Friday 4 April 2008

Let's Read Together

I have to warn you: this is hardly new stuff, but I think it's very much worth reading.

My suggestion for this weekend's reading matter is the Supplement to Volume 4 Number 3 of Brunel University's EnterText - an interactive interdisciplinary e-journal for cultural and historical studies and creative work.

Now no chatting at the back there, for this is seriously translation-related. The supplement contains eight papers from the 2004 "Shelving Translation" conference, all about the role of the translated text in Britain today.
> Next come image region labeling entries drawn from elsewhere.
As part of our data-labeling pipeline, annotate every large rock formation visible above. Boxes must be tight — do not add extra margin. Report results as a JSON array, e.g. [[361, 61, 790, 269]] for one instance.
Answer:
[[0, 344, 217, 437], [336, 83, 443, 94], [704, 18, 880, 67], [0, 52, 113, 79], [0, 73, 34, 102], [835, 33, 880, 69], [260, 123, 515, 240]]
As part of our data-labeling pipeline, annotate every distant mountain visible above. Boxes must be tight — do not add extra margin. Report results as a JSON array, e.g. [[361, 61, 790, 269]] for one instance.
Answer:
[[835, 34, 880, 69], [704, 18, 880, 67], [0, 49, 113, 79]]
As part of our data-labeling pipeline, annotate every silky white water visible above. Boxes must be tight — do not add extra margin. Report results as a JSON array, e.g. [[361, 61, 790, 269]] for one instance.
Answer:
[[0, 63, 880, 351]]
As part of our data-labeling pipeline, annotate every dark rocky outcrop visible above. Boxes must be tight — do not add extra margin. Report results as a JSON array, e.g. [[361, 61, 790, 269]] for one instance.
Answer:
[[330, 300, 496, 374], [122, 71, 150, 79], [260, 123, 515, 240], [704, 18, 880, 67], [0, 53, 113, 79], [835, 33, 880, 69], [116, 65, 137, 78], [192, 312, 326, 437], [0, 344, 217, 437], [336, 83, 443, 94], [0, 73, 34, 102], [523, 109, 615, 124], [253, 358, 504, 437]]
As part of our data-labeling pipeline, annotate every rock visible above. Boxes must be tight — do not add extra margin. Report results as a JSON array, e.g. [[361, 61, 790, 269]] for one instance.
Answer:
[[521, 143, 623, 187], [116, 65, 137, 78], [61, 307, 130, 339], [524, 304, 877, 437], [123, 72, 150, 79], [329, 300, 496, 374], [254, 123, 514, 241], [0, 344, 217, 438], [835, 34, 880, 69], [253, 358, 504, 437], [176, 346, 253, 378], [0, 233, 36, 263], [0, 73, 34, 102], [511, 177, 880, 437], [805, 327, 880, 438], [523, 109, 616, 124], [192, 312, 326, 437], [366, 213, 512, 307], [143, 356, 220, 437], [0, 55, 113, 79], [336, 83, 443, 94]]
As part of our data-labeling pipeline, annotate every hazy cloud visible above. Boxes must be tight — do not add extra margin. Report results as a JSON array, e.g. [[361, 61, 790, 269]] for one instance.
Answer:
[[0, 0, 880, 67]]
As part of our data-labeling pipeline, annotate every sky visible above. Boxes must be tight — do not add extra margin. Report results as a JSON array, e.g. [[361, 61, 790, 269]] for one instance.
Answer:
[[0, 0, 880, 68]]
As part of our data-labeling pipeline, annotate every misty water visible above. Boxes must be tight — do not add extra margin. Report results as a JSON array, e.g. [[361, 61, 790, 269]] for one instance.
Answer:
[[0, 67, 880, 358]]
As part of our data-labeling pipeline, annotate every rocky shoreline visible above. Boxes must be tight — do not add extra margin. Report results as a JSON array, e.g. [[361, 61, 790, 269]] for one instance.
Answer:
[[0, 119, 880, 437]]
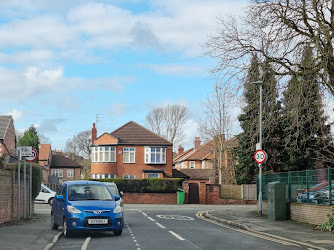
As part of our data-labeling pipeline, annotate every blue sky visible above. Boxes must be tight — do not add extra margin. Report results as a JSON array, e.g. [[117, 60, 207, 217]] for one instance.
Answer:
[[0, 0, 246, 150]]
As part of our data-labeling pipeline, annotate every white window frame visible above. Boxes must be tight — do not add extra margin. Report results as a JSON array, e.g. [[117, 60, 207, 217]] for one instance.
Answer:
[[51, 169, 64, 178], [189, 161, 196, 169], [123, 147, 136, 163], [92, 146, 116, 162], [123, 174, 136, 179], [144, 147, 166, 164], [66, 168, 74, 177], [147, 173, 159, 178]]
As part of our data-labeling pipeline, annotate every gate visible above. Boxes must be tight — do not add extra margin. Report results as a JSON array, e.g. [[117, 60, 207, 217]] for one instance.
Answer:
[[188, 183, 199, 204]]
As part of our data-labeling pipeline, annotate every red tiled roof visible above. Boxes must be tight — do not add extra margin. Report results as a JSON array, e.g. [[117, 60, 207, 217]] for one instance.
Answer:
[[51, 155, 82, 168], [110, 121, 172, 146], [179, 169, 215, 180]]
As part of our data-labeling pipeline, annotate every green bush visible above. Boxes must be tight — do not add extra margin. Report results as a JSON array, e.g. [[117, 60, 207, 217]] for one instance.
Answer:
[[89, 178, 183, 193]]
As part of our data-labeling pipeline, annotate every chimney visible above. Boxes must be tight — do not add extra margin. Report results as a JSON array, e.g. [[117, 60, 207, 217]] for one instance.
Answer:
[[92, 123, 97, 144], [178, 145, 184, 155], [194, 137, 201, 150]]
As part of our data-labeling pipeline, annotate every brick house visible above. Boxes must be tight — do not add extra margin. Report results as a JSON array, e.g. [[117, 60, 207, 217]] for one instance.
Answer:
[[49, 155, 82, 182], [91, 121, 173, 179], [0, 115, 16, 157], [173, 136, 238, 184], [38, 144, 52, 183]]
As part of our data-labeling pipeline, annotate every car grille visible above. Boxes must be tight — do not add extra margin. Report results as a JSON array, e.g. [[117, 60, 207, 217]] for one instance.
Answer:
[[84, 216, 112, 228]]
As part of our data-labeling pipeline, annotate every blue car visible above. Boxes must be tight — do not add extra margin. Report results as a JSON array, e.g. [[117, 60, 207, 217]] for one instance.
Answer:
[[51, 181, 124, 237]]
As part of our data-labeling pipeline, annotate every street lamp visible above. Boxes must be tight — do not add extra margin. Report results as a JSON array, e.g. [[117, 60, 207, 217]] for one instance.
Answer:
[[251, 81, 263, 216]]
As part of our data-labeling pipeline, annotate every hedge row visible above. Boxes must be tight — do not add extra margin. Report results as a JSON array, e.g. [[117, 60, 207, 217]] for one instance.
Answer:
[[89, 178, 184, 193]]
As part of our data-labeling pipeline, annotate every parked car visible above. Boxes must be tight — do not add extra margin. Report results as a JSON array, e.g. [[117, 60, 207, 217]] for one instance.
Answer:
[[103, 182, 123, 206], [313, 183, 334, 204], [35, 184, 56, 206], [51, 181, 124, 237], [296, 181, 328, 202]]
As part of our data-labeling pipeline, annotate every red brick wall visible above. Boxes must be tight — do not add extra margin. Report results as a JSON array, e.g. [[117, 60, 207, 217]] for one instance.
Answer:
[[262, 201, 333, 225], [0, 170, 34, 224], [122, 193, 177, 204], [91, 146, 173, 179]]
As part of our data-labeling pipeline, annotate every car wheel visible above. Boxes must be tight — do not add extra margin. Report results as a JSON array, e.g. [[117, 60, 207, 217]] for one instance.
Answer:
[[63, 218, 71, 238], [114, 229, 122, 236], [48, 197, 53, 206], [51, 214, 58, 229]]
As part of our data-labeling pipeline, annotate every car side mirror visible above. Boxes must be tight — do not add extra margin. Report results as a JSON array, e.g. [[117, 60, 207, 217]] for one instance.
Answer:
[[56, 195, 64, 201]]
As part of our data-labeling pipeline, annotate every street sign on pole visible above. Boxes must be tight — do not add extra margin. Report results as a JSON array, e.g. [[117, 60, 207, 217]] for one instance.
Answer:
[[254, 150, 267, 163], [26, 148, 37, 162], [16, 146, 32, 157]]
A lot of it is theoretical, from a comparison of reviews of translations in Spain, France and the UK to translating intertextuality. But if that's not your idea of fun, you'll find these papers are bracketed by items from translation practitioners: Anthea Bell and Christopher MacLehose, once at Harvill and now in charge of his own translation imprint at Quercus. He writes:

At Harvill I have tried to find a translator of seventy summers or more, scholars for whom high wires over the Niagara were a thing of the past. Why so senior? The translation of the mere language is presumably but a quarter of the work and the more experienced and more deeply read a translator is in the literature of the source language—as well as aware of the day-to-day ways and social and political history—the more readily he or she will recognise the landscape of literary and quotidian memory behind the language, the invisible veins beneath the surface of a text. Joan Tate, the exceptional ambassador for and tireless translator of a whole library of valuable books from Swedish, used to say that vocabulary was no more than a sixteenth part of translation. Guido Waldman, my colleague at Harvill, and himself a very good translator although only in his sixties, did not share all of my convictions about translators and was forever finding young, untried ones, and one after the other they won the best prizes.

Hmmph.

I haven't looked at any of the others yet, but I'll be thinking of you, dear readers, as I settle down to a good long read over the weekend. Enjoy.